If the ankle bone cannot be aligned perfectly before it is
ready for a cast, surgery will be necessary.
In the first 2 to 3 weeks after the injury, be sure to keep
your ankle elevated on pillows and place ice packs on top of
the cast for 20 to 30 minutes every 3 to 4 hours to help
reduce swelling.
You should also:
- Make sure the cast does not get wet. Cover the cast with
plastic when you bathe.
- Use crutches or a cane, as directed by your health care
provider. He or she will tell you how much weight you
can put on your leg, if any.
- Not scratch the skin around the cast or poke things down
the cast. This could cause an infection.
Immobilization of a leg in a cast can cause the joints to
stiffen and the muscles to weaken in both legs. After you
come out of the cast, your health care provider or physical
therapist will recommend exercises for both legs that will
improve their strength and range of motion.
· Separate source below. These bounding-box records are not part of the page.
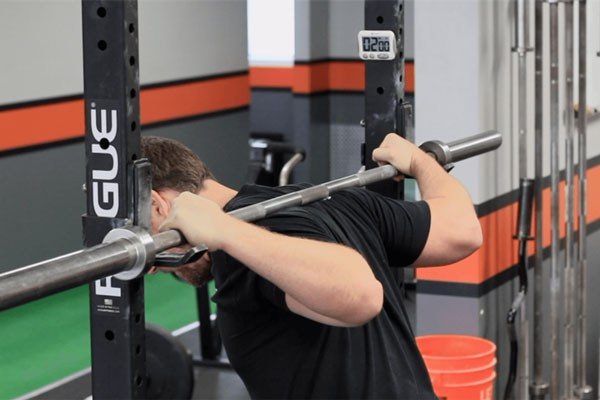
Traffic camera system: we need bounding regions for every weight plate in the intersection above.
[146,324,194,399]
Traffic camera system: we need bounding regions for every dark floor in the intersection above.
[31,328,250,400]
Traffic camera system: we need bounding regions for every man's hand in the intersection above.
[159,192,233,251]
[373,133,425,179]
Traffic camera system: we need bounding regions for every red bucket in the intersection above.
[434,372,496,400]
[428,358,496,387]
[416,335,496,371]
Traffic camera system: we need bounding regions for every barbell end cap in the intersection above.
[102,226,156,281]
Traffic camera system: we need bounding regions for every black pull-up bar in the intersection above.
[0,131,502,311]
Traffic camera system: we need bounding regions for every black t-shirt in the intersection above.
[212,185,436,399]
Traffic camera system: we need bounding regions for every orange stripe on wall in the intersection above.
[0,100,84,151]
[140,75,250,124]
[250,61,415,94]
[250,67,294,88]
[0,75,250,151]
[417,165,600,284]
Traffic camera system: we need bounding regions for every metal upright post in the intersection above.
[529,0,548,400]
[538,0,560,400]
[563,1,575,399]
[82,0,149,400]
[512,0,531,398]
[575,0,592,400]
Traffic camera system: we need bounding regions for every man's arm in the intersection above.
[373,134,483,266]
[160,193,383,326]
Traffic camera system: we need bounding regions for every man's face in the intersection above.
[149,189,212,287]
[148,245,212,287]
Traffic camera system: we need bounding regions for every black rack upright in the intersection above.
[82,0,146,400]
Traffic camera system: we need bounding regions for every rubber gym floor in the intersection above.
[0,274,247,399]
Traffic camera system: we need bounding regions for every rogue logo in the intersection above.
[90,102,121,297]
[90,102,119,218]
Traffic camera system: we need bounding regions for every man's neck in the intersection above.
[197,179,238,208]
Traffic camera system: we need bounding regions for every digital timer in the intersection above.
[358,31,396,61]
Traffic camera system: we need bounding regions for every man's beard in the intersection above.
[174,257,213,287]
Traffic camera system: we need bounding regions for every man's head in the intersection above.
[142,136,214,232]
[142,136,224,286]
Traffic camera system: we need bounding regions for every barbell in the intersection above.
[0,131,502,311]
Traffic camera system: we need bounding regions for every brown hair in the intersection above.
[142,136,214,193]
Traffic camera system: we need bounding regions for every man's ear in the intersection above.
[151,190,171,218]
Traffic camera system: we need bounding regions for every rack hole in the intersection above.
[100,138,110,150]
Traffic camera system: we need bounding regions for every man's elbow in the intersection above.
[344,278,383,327]
[458,217,483,257]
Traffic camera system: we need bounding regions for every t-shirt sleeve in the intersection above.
[214,210,333,311]
[356,191,431,267]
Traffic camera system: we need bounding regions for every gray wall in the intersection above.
[0,111,249,271]
[0,0,248,105]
How can I take care of myself?
To help take care of yourself, follow the full course of
treatment your health care provider prescribes. Also,
follow these guidelines:
- Eat a variety of nutritious foods.
- Get plenty of rest.
- Elevate the leg when possible to reduce any swelling.
Call your health care provider immediately if:
- You have swelling above or below the fracture.
- Your toenails or feet turn grey or blue and stay grey or
blue even when your leg is elevated.
- You have numbness or complete loss of feeling in the skin
below the fracture.
- You have lingering pain at the site of the fracture under
the cast, or increasing pain not helped by elevation or
pain medicine.
- You have burning pain under the cast.
How long will the effects last?
When the cast is removed, it usually takes a few weeks of
doing physical therapy exercises for your ankle to fully
recover. If you had surgery and your cast was on for longer
than 6 weeks, your rehabilitation will last longer.
When can I return to my normal activities?
Everyone recovers from an injury at a different rate.
Return to your activities will be determined by how soon your
ankle recovers, not by how many days or weeks it has been
since your injury has occurred. The goal of rehabilitation
is to return you to your normal activities as soon as is
safely possible. If you return too soon you may worsen your
injury.
You may safely return to your normal activities when,
starting from the top of the list and progressing to the
end, each of the following is true:
- You have full range of motion in the injured leg compared
to the uninjured leg.
- You have full strength of the injured leg compared to the
uninjured leg.
- You can walk straight ahead without pain or limping.
How can I help prevent an ankle fracture?
Unfortunately, most foot sprains occur during accidents that
are not preventable. However, it is important to wear
proper fitting footwear and to avoid running or playing on
uneven surfaces.
This content is reviewed periodically and is subject to
change as new health information becomes available. The
information is intended to inform and educate and is not a
replacement for medical evaluation, advice, diagnosis or
treatment by a healthcare professional.